In the country’s financial capital, where residents bear daily witness to the stark extremes of Indian wealth and poverty, Ambani’s building is so spectacularly over the top that the city’s already elastic boundaries of excess and disparity are being stretched to new dimensions.
 

Next time I visit Mumbai, I hope to see the building, though I know I would not be allowed to go inside. I want to compare this house with another house that I was shown from Lake Washington at Seattle in the US. The house I refer to is the one where Bill Gates, the world’s richest man, who founded Microsoft, lives.

It is located in a wooded area and in the dim evening light, all I could see was the American flag fluttering in the compound. The local guide told us that the house was "modest" by the standards of the rich. It was smaller compared to the house of Bob Guccione, the founder of the pornographic magazine "Penthouse", who died last month. By the time he died, he had lost his fabulous house and all his properties, including "Penthouse" which is no better or worse than thousands of such obnoxious Web sites.

In comparison, I recently read about Warren Buffett, another superrich and super philanthropist. He still lives in a house he bought in 1958 for $31,500. "In December 2006 it was reported that Buffett does not carry a cell phone, does not have a computer at his desk, and drives his own automobile, a Cadillac DTS".

If Mukesh Ambani’s helipad gets environmental clearance, it would be possible for him and his family of five to live in Mumbai without ever having to touch the ground. Under these circumstances, it is not at all surprising that the Chief Minister thought of ways to accommodate his "in-laws" in a sea-facing skyscraper. Unlike in the case of Ambani who used his own money to build the grotesque Atilia, Ashok Chavan misused his authority to favour his relatives.

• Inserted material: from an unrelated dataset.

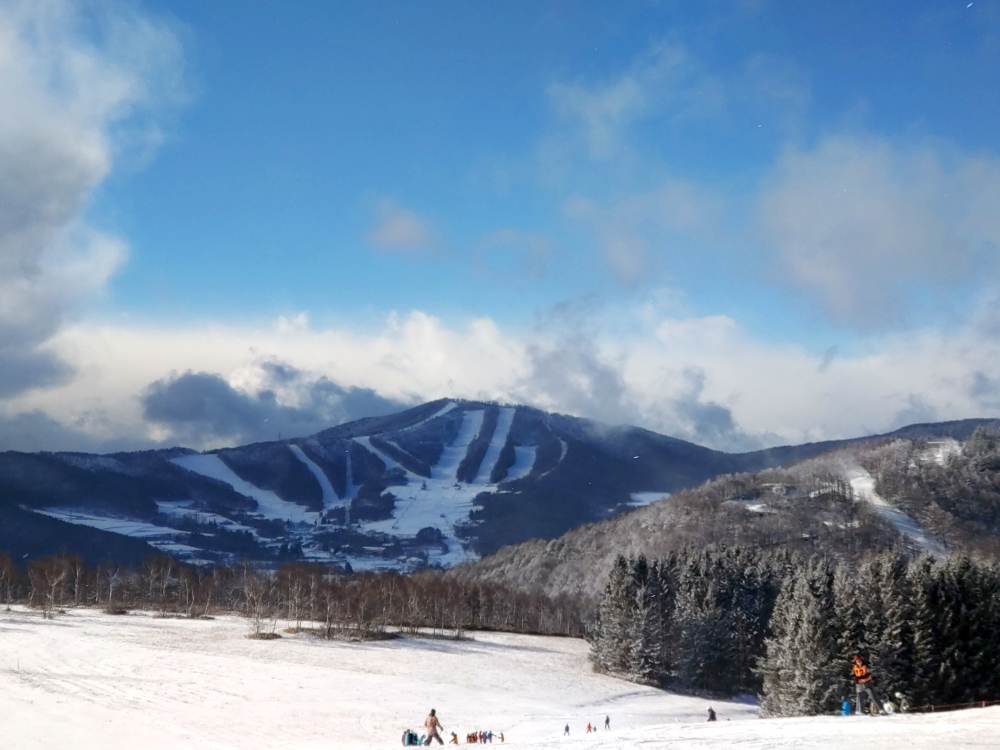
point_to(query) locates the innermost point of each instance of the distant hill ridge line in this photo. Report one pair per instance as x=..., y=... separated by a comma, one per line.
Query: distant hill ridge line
x=435, y=484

So, is this not corruption of the highest order? What moral right does Chavan has in continuing as Chief Minister when his predecessor Vilasrao Deshmukh was asked to go because he allowed a film producer to accompany him when he officially visited the terror-hit Taj Hotel?

Of course, it is a different matter that Communications Minister A. Raja, who is alleged to have made hundreds of crores of rupees when 2G Spectrum licences were sold at predetermined low prices, is an honourable member of the Union Cabinet. Some of those who bought the licences immediately sold them and made a pile of money. Raja would surely have known why real estate companies, which did not have any experience in the telecommunication field, bought those licences.

The monstrosity of the scandal would not have hit the nation but for a different system used for allocating 3G Spectrum licences early this year. Raja caused a loss of not less than Rs 1 lakh crore by selling, rather than auctioning, the 2G Spectrum licenses.

If Raja can survive as minister, despite the Supreme Court making some sarcastic comments on him, surely Ashok Chavan can continue as Chief Minister. But it will be at the cost of the credibility of UPA Chairperson Sonia Gandhi and Prime Minister Manmohan Singh.